Submitted prompts are analyzed by the configured scanners
; each of which can contribute to the final detection.
Available scanners:
- Vector database
- YARA / heuristics
- Transformer model
- Prompt-response similarity
- Canary Tokens
The vectordb
scanner uses a vector database loaded with embeddings of known injection and jailbreak techniques, and compares the submitted prompt to those embeddings. If the prompt scores above a defined threshold, it will be flagged as potential prompt injection.
All embeddings are available on HuggingFace and listed in the Datasets
section of this document.
The yara
scanner and the accompanying rules act as heuristics detection. Submitted prompts are scanned against the rulesets with matches raised as potential prompt injection.
Custom rules can be used by adding them to the data/yara
directory.
The scanner uses the transformers library and a HuggingFace model built to detect prompt injection phrases. If the score returned by the model is above a defined threshold, Vigil will flag the analyzed prompt as a potential risk.

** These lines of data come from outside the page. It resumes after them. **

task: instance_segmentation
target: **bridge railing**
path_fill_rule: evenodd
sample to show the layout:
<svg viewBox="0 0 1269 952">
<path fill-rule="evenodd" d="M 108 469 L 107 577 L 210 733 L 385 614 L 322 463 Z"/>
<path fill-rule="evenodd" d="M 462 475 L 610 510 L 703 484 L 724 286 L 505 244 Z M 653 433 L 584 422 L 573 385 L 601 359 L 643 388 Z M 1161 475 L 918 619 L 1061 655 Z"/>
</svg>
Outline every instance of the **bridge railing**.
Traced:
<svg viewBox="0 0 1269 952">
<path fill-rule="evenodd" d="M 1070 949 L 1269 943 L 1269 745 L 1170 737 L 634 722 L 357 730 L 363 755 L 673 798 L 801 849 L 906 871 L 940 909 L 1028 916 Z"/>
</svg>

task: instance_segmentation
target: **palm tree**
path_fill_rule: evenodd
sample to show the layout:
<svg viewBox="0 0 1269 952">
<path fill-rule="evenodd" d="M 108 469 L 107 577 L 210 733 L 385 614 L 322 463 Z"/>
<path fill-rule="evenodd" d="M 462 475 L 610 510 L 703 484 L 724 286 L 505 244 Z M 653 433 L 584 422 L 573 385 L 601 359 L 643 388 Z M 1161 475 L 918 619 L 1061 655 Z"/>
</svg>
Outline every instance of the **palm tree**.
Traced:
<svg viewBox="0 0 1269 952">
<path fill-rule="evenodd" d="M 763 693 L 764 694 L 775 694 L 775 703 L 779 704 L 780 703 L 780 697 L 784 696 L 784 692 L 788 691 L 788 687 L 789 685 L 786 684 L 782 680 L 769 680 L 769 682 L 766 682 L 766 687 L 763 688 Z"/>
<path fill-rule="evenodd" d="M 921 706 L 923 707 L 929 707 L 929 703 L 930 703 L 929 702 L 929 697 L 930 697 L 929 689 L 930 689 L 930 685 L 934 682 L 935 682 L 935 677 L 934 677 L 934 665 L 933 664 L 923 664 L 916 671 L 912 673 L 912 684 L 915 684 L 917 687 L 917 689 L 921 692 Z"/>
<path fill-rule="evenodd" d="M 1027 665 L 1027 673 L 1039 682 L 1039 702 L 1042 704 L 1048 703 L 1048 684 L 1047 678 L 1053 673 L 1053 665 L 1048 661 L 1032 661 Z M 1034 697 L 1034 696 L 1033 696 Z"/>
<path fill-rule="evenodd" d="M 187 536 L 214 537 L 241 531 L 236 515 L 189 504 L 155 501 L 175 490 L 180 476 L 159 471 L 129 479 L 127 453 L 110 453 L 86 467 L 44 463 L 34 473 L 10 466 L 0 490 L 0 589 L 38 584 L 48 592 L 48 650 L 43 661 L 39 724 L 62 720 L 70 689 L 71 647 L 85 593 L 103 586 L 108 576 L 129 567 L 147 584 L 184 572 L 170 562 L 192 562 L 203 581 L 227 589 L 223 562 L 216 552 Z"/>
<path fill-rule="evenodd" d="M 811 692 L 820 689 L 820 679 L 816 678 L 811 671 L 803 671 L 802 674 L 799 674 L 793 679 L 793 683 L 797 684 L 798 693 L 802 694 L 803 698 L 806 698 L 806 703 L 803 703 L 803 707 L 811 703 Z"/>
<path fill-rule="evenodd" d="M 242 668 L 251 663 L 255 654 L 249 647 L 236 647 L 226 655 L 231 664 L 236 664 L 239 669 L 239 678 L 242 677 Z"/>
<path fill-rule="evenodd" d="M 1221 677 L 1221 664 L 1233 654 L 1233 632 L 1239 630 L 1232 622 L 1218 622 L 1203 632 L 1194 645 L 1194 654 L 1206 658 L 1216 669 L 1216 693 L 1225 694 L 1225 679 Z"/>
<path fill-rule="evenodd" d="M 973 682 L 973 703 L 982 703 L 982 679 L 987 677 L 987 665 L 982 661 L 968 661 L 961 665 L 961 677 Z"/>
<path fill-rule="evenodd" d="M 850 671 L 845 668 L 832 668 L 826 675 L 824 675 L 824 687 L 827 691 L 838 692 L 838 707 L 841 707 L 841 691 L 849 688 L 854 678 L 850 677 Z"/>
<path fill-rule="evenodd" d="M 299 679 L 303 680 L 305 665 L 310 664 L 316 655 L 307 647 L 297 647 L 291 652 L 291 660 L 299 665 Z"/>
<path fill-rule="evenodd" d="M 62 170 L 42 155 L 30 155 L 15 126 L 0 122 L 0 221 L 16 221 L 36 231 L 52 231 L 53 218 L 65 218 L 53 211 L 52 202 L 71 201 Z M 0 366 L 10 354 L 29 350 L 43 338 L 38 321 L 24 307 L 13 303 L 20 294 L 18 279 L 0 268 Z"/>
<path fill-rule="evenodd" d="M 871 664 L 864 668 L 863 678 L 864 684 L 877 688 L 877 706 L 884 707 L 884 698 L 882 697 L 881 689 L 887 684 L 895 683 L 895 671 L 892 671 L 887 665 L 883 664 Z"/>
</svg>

The prompt-response similarity
scanner accepts a prompt and an LLM's response to that prompt as input. Embeddings are generated for the two texts and cosine similarity is used in an attemopt to determine if the LLM response is related to the prompt. Responses that are not similar to their originating prompts may indicate the prompt has designed to manipulate the LLMs behavior.
This scanner uses the embedding
configuration file settings.
The relevance
scanner uses an LLM to analyze a submitted prompt by first chunking the prompt then assessing the relevance of each chunk to the whole. Highly irregular chunks may be indicative of prompt injection or other malicious behaviors.
This scanner uses LiteLLM to interact with the models, so you can configure Vigil
to use (almost) any model LiteLLM supports!